Even as the Republicans cave to Tea Party pressure the Teabagger's popularity drops to new lows with the American people.

10:40 AM By


Even as the Republicans cave to Tea Party pressure the Teabagger's popularity drops to new lows with the American people.

Courtesy of HuffPo:

Support for the tea party is nearly as low as it's been since the movement's creation, according to a Gallup poll released Thursday.

Twenty-two percent of those polled consider themselves supporters of the tea party, while 27 percent of respondents say they oppose the movement. The remaining 51 percent say they're neither, or don't have an opinion. Those who say they "strongly oppose" the tea party also outnumber those who "strongly support" it, 17 percent to 11 percent.

Overall support is down 10 points from the 32 percent who supported the tea party in the days after the 2010 midterm election, and nearly tied with the record low support for the movement in late 2011, as measured by Gallup.

While Republicans continue to have the closest ties to the tea party, their level of support is far lower than it was in the movement's heyday. Thirty-eight percent of Republicans support the tea party, while 7 percent of them oppose it and a majority 55 percent is ambivalent. In November 2010, 65 percent of Republicans identified with the Tea Party.

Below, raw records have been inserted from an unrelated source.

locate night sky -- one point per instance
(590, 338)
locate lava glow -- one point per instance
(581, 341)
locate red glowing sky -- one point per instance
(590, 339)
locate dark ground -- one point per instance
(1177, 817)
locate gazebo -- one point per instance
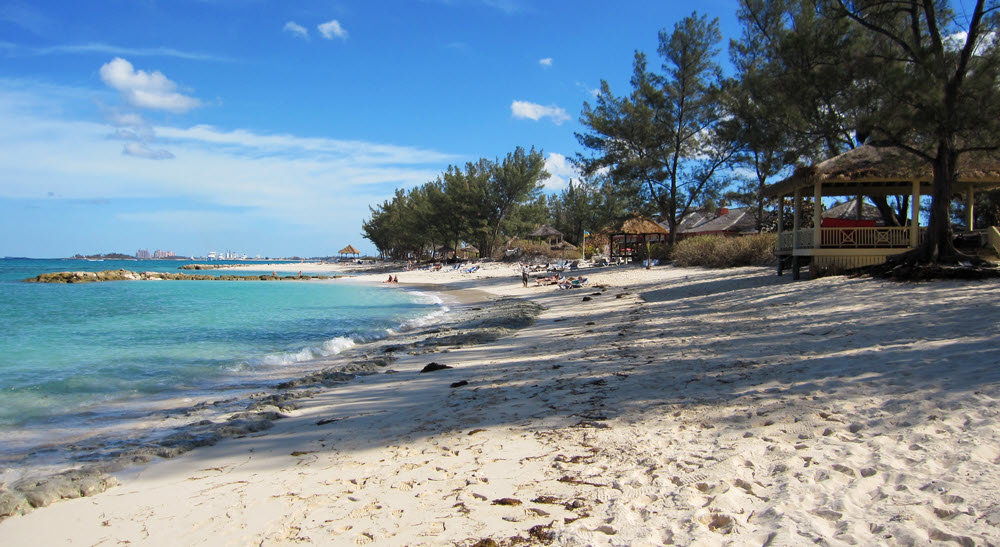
(468, 251)
(349, 250)
(867, 171)
(547, 233)
(636, 232)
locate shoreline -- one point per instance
(650, 407)
(87, 465)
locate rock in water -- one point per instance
(434, 366)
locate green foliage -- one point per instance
(657, 251)
(477, 204)
(663, 139)
(908, 73)
(725, 252)
(535, 249)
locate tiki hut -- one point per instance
(867, 171)
(636, 233)
(349, 250)
(469, 251)
(547, 233)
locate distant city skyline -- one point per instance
(273, 126)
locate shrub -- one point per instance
(658, 251)
(541, 249)
(725, 252)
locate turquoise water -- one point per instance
(74, 351)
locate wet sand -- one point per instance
(650, 407)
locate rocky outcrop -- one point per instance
(127, 275)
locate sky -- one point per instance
(269, 127)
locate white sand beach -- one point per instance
(651, 407)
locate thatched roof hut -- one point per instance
(547, 233)
(349, 250)
(870, 170)
(640, 225)
(636, 233)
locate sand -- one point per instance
(652, 407)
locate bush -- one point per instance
(542, 250)
(725, 252)
(657, 251)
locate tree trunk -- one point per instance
(940, 245)
(886, 210)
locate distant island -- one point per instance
(122, 256)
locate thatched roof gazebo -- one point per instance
(349, 250)
(633, 233)
(469, 250)
(867, 171)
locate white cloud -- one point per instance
(304, 193)
(561, 170)
(141, 150)
(145, 89)
(18, 50)
(332, 29)
(532, 111)
(296, 29)
(131, 127)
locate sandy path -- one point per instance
(681, 406)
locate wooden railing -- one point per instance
(865, 238)
(852, 238)
(804, 236)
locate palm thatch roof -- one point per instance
(545, 231)
(736, 220)
(639, 225)
(871, 170)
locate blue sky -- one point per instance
(269, 127)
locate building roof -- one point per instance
(545, 231)
(640, 225)
(737, 220)
(849, 210)
(871, 170)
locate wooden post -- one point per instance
(817, 214)
(969, 209)
(781, 223)
(796, 217)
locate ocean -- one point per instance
(99, 357)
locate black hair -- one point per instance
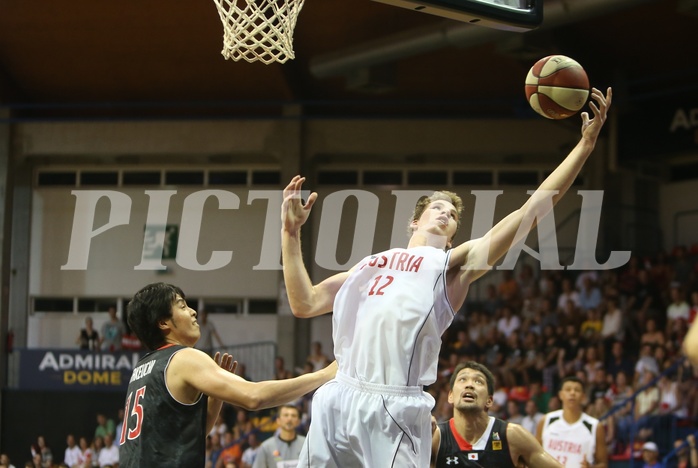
(478, 367)
(149, 306)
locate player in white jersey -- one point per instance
(569, 434)
(390, 311)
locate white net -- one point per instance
(258, 30)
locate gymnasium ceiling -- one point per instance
(135, 59)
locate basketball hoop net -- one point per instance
(258, 30)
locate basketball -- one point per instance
(557, 87)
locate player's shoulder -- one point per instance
(589, 419)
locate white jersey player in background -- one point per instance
(569, 434)
(390, 311)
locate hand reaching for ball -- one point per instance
(592, 126)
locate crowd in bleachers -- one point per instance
(620, 331)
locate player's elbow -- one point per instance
(252, 403)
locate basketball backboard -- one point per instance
(511, 15)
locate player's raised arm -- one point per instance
(478, 255)
(305, 299)
(196, 370)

Perhaps just as interesting is that the Teabaggers have the same issues with the Republicans as they have with them:

On the flip side, tea party members are less than unanimously pleased with the GOP; while 55 percent of members view the Republican Party favorably, 43 percent of them view it unfavorably.

"U.S. support for the Tea Party is at a low ebb at a time when key issues of concern for the movement -- funding for the Affordable Care Act and raising the U.S. debt ceiling -- are focal points in Washington, with Tea Party-backed Sen. Ted Cruz prominently fighting both policies," Gallup senior editor Lydia Saad wrote. "The discomfort he has created in the Republican caucus is merely emblematic of the ambivalence national Republicans feel toward the movement. Although few Republicans outright oppose the Tea Party, far more are neutral toward it than support it."

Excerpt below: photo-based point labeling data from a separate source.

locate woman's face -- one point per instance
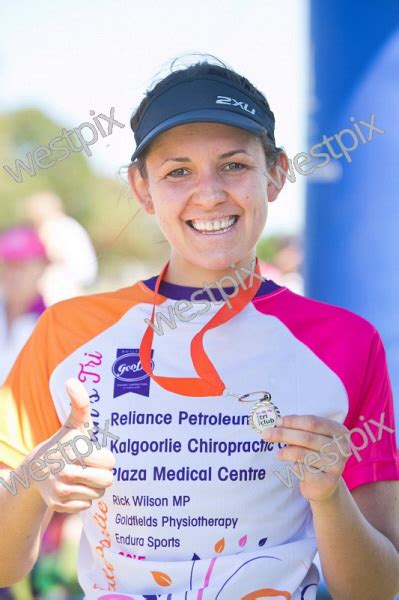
(207, 187)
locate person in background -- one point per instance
(73, 261)
(22, 262)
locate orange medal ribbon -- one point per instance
(209, 383)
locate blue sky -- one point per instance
(69, 57)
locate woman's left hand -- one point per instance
(312, 442)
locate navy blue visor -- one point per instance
(208, 99)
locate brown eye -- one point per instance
(240, 165)
(177, 172)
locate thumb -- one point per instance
(80, 406)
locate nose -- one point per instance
(209, 189)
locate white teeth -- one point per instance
(216, 225)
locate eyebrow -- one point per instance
(224, 155)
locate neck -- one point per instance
(182, 272)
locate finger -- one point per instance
(309, 459)
(66, 492)
(313, 423)
(72, 506)
(80, 406)
(103, 459)
(295, 437)
(90, 476)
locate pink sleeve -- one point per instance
(371, 421)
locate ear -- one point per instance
(140, 189)
(277, 177)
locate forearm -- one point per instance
(358, 561)
(22, 516)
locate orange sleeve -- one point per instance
(27, 412)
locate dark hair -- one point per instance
(206, 67)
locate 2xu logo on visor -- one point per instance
(234, 102)
(129, 373)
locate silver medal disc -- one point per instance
(263, 415)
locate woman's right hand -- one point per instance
(68, 471)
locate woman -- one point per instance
(202, 382)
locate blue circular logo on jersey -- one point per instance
(128, 368)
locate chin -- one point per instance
(217, 263)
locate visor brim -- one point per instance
(225, 117)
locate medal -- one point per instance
(264, 413)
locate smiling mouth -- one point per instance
(215, 226)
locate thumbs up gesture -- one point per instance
(72, 467)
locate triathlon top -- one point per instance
(201, 507)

Sarah Palin recently claimed that Ted Cruz, Mike Lee, Rand Paul, and other Tea Party politicians have essentially become a third party. This is something that I have been hesitantly predicting for a few years now, but have always maintained that it would be an extremely dangerous and politically costly endeavor for the Republicans if it were to occur.

With the polling numbers so low it would seem that it is less likely than before, but so long as the Koch brothers and the Heritage Foundation keeping sending it money it will not go away completely. And who knows it just might prove impossible for the GOP to completely isolate them before their tentacles spread so far into the party that attempts to kill it may cost the life of its host as well.

Sounds like good news for the liberals.